Now that the Durbin Amendment is going into effect July 21, how will credit unions respond? The impact of Durbin to the majority of credit unions depends on how the $10 billion exemption is handled within the Fed rules, and the requirements for network implementation. But whatever form this change may take, it is but one reason why credit unions should be taking a closer look at payments. The past few years have brought about significant changes in card usage. And new payment trends promise to change the landscape yet again in the years to come. Debit or Credit? For credit unions, the short answer to this familiar checkout line query is: both. The Nilson Report projects that debit transactions will reach 67.6 percent of purchase transactions (versus 32.4 percent for credit) in 2013. Debit services are critical to serving members who use your credit union as a primary financial institution (read: checking account holders). But debits are not the only piece of the puzzle. Now’s a great time to look at your options for the future – both in terms of debit transactions and issues surrounding payments. Some topics to consider:
- Credit cards. As of now, credit card interchange income is not at risk. Credit cards also serve as an earning product and retention driver for affluent households.

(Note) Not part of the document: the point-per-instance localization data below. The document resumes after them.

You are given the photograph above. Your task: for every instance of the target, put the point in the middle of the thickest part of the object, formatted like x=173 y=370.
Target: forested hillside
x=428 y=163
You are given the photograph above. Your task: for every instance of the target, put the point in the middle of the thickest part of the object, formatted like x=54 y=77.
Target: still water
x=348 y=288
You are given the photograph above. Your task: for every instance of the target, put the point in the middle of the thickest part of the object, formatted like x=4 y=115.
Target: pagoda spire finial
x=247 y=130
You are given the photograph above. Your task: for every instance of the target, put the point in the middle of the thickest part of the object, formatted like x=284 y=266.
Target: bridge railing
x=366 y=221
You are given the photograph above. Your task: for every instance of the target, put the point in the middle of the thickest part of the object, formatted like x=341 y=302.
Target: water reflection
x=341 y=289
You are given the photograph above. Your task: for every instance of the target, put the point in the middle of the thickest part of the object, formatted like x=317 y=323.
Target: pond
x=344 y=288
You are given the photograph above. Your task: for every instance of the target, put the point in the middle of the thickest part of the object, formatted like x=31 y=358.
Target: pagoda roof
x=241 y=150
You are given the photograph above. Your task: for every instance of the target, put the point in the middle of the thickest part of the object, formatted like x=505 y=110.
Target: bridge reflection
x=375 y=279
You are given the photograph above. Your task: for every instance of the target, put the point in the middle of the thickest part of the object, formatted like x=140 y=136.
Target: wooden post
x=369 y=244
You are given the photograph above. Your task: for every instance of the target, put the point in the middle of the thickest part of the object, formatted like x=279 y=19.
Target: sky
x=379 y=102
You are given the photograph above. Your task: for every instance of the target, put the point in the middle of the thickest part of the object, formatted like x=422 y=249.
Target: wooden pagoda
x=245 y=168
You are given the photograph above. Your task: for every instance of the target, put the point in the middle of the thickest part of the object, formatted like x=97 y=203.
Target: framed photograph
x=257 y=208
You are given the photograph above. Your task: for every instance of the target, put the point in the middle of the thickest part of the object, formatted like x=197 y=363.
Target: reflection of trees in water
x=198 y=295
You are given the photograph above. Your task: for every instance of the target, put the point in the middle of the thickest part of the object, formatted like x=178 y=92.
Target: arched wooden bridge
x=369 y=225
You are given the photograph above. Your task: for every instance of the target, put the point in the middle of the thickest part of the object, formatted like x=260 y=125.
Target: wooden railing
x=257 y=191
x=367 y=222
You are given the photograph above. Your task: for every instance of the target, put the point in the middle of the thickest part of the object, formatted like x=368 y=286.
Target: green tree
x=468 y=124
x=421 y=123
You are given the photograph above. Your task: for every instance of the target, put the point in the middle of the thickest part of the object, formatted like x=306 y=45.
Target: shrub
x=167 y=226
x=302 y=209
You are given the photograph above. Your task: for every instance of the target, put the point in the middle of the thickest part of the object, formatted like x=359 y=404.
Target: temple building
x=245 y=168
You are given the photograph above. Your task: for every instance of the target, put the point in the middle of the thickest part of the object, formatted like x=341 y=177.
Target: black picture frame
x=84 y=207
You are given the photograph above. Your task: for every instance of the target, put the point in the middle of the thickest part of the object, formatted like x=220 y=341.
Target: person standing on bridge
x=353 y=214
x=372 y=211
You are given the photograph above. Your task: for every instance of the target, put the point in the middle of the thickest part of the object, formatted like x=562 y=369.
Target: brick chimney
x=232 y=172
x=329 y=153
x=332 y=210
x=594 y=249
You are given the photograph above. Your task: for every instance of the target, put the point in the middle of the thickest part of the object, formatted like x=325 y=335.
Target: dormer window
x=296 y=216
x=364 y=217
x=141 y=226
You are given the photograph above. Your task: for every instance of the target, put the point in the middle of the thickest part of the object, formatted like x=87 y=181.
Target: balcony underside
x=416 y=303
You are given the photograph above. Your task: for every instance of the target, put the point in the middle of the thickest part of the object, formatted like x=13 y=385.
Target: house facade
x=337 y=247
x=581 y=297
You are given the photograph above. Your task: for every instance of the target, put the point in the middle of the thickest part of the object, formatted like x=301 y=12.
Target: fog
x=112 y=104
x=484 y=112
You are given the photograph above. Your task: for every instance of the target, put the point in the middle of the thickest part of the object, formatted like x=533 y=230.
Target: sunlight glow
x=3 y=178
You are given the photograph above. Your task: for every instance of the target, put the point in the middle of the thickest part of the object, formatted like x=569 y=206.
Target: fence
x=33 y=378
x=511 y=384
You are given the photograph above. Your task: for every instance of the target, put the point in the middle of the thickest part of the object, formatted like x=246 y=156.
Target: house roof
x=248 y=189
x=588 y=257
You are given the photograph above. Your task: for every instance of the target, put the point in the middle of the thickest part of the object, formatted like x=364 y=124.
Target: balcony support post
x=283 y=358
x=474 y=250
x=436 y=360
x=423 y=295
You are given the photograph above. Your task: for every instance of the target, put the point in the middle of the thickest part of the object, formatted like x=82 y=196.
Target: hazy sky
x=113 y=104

- Debit card analytics. Increase debit card usage (along with member loyalty) with targeted incentives, and gain valuable insights about your members and their activities in order to serve up tailor-made loan or credit offers.
- Fraud detection and prevention. Even as reduced interchange income puts the cost of fraud services at issue, fighting fraud is more important than ever to member service and the bottom line.
- Mobile banking. The future has already arrived – and it’s shaped like a Smartphone. Consumers are already paying for Starbucks by phone; look for eBay to follow suit. If you aren’t investigating remote deposit capture and multiple-platform mobile banking apps, get going.